Теория бродяжничества находится в жестоком противоречии с практикой, во всяком случае, в наших географических широтах... Сколько мною читано-перечитано о бедолагах, гаврошах, босяках, «каликах перехожих»! В Средние века скитальцы бродили от одного монастыря к другому, зимовали у пылающего комелька, ублажали служанок в баронских замках... до весны!.. Или бродили по Прибайкалью, распевая свои суровые, правдивые песни, помните: «Бродяга к Байкалу подходит»?.. А сколько интеллигентных на вид русских, в рубахах навыпуск, бородатых и бесстрашных, странствовало по Поволжью, приволжским степям... смешанным лесам... плавало на плотах, ходило от деревни к станице! Но это совсем другое. И в тех книгах, и в той жизни люди были гораздо терпимее по отношению к бродягам... пускали их на ночлег, давали миску похлебки... А я? Описываю круг за кругом по тому же сырому, промозглому, покрытому копотью городу... круг за кругом... Жил ли я прежде мало-мальски духовной жизнью?

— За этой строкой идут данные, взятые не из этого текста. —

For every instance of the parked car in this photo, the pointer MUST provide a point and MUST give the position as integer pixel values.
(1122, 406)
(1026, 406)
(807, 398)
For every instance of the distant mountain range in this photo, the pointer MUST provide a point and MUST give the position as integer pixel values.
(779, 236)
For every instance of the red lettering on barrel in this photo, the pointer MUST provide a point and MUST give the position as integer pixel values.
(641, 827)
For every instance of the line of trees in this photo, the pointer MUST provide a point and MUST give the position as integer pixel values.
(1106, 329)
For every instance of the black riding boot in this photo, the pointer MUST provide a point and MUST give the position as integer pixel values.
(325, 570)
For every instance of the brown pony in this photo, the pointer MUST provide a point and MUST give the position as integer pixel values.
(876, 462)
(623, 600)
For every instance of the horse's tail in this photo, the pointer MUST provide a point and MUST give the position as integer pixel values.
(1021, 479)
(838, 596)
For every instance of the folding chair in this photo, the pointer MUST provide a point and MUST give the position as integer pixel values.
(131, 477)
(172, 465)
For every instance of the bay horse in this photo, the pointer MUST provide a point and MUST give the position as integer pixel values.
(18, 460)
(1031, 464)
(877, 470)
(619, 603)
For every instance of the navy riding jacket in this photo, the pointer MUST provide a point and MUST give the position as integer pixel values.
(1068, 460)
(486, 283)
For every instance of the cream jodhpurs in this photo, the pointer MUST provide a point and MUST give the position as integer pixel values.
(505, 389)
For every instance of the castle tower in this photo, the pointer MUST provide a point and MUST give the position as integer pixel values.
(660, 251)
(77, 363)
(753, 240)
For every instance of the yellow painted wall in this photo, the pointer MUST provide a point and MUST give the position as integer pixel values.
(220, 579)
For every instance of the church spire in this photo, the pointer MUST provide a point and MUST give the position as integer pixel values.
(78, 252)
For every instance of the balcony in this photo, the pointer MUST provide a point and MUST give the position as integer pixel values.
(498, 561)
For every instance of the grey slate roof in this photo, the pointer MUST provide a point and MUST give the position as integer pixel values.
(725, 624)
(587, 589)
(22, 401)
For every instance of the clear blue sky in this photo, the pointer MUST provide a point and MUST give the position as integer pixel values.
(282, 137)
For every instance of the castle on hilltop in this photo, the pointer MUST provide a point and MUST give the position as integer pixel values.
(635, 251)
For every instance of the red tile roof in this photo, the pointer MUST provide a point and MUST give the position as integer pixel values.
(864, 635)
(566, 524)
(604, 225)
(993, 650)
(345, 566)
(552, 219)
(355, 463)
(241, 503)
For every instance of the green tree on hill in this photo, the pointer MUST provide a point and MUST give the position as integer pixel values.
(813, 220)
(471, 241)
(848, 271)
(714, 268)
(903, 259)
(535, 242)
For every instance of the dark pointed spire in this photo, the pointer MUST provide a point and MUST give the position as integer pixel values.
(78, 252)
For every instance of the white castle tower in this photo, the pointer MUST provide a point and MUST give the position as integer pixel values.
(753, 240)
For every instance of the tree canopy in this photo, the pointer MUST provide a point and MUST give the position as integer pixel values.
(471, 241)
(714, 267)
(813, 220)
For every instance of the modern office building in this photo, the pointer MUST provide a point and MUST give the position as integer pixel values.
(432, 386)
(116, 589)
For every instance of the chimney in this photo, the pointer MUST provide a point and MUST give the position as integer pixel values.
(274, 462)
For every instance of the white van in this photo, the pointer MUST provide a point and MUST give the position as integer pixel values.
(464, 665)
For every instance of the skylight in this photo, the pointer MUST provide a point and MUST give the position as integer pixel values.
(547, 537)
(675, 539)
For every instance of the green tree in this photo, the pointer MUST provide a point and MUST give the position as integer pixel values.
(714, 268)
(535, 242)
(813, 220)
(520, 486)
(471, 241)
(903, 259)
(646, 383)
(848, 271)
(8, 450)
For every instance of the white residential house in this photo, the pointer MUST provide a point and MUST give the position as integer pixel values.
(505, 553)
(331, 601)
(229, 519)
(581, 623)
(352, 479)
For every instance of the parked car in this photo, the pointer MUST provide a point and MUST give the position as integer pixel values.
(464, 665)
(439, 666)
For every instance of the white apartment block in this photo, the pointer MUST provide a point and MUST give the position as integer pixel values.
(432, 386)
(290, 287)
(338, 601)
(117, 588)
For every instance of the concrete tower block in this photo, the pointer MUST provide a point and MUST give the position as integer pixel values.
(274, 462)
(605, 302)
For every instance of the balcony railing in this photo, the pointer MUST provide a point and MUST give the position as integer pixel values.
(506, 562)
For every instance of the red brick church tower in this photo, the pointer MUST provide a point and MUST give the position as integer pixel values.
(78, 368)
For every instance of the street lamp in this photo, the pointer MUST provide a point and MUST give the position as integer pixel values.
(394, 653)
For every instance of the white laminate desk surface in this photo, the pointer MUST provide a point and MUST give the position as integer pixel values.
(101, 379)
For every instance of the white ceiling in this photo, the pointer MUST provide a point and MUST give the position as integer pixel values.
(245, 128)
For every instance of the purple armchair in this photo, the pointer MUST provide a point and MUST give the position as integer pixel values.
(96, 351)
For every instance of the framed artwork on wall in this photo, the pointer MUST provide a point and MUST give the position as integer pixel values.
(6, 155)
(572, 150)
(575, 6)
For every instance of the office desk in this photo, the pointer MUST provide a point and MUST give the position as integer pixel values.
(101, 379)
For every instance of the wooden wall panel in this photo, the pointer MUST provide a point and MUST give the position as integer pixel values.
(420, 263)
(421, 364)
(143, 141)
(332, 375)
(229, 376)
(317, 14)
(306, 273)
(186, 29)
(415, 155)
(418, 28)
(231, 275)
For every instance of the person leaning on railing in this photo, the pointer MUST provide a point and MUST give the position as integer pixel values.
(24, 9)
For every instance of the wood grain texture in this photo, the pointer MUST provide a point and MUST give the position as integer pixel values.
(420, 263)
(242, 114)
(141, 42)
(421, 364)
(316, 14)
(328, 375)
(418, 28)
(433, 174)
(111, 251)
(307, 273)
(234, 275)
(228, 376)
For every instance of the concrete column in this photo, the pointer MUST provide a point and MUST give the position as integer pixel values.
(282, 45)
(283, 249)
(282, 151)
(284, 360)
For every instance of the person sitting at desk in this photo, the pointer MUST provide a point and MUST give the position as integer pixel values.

Странный вопрос! Разумеется, жил. Я и теперь способен одухотворить даже стайку воробьев возле рынка Галле, перелет вороны с крыши на крышу был исполнен для меня глубины и особого смысла, а вот ядовито-желтые милицейские джипы с синей, напоминающей вену полосой по всему брюху со временем вызывали у меня острую боль где-то внутри - там, где я ощущал мерзкую, холодную пустоту... Мне хватило единственной ночи под кровом стражей порядка, это случилось, когда нас взяли - меня и Кардокаса, неразговорчивого безобидного малого, будущего архитектора и, как выяснилось позднее, приятеля Туулиного брата... Нет, меня там не били, виртуоза-флейтиста (Кардокас играл на флейте) тоже не трогали. Тем не менее я всю ночь промучился не только от кошмарной жажды, но и от мысли: вот и все... не выпустят, каюк! Однако же выпустили. Когда мы проснулись, было воскресное утро, а в выходной даже ментура ленится возиться с бродягами... К тому же у меня была прописка - они проверили... Флейтиста оставили - в саквояже у Кардокаса (видит бог, откуда мне было знать?) менты обнаружили около тридцати метров джинсовой ткани... они не поверили, что музыкант собирался обить ею стены в своем полуподвале...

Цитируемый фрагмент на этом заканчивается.